Logging is an important tool in a developer’s arsenal. It can be used to debug applications both in development and production to better diagnose problems. It can be used, along with statistical analysis, to gain insight into the activity of even the most complex distributed systems.

As Shopify becomes increasingly distributed and complex, it will become imperative that logging is something that we do right.

We eventually want to build a great experience with a nice API, filtering, and a slick UI. By getting the API right and creating a nice separation of concerns, we allow for ease of continuous improvement for things like filtering, etc.

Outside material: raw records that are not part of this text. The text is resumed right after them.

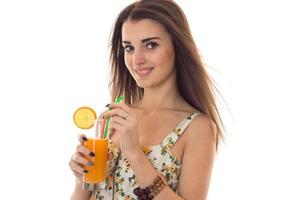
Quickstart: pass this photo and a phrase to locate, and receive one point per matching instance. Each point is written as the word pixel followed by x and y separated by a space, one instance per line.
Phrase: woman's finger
pixel 77 158
pixel 81 149
pixel 82 138
pixel 76 168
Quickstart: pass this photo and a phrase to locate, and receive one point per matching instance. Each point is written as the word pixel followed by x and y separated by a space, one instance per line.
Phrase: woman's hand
pixel 78 161
pixel 123 121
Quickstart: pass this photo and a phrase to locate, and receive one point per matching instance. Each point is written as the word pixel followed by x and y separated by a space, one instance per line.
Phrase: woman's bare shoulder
pixel 201 130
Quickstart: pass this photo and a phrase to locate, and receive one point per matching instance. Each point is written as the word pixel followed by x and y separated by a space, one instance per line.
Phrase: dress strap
pixel 171 139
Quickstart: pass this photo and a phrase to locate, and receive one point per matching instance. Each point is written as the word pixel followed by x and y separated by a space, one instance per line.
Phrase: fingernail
pixel 90 163
pixel 92 154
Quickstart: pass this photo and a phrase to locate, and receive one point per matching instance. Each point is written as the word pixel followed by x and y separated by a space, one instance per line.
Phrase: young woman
pixel 167 130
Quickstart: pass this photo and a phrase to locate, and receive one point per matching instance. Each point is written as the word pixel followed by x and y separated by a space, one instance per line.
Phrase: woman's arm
pixel 197 164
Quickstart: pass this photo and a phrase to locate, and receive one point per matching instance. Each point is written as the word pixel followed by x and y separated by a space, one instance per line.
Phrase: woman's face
pixel 148 52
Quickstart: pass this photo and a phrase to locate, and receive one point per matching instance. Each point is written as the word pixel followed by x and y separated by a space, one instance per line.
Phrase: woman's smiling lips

In development, for web application, there are concerns around simultaneous, asynchronous requests. We want immediate feedback, but, when many requests are happening at the same time, the UI is hard to get right.

In production web applications, stdout is our interface into splunk (via fluentd). We want our logs to have context about our application, and perhaps we want to aggregate these logs, so that we send only a single JSON payload to splunk per request.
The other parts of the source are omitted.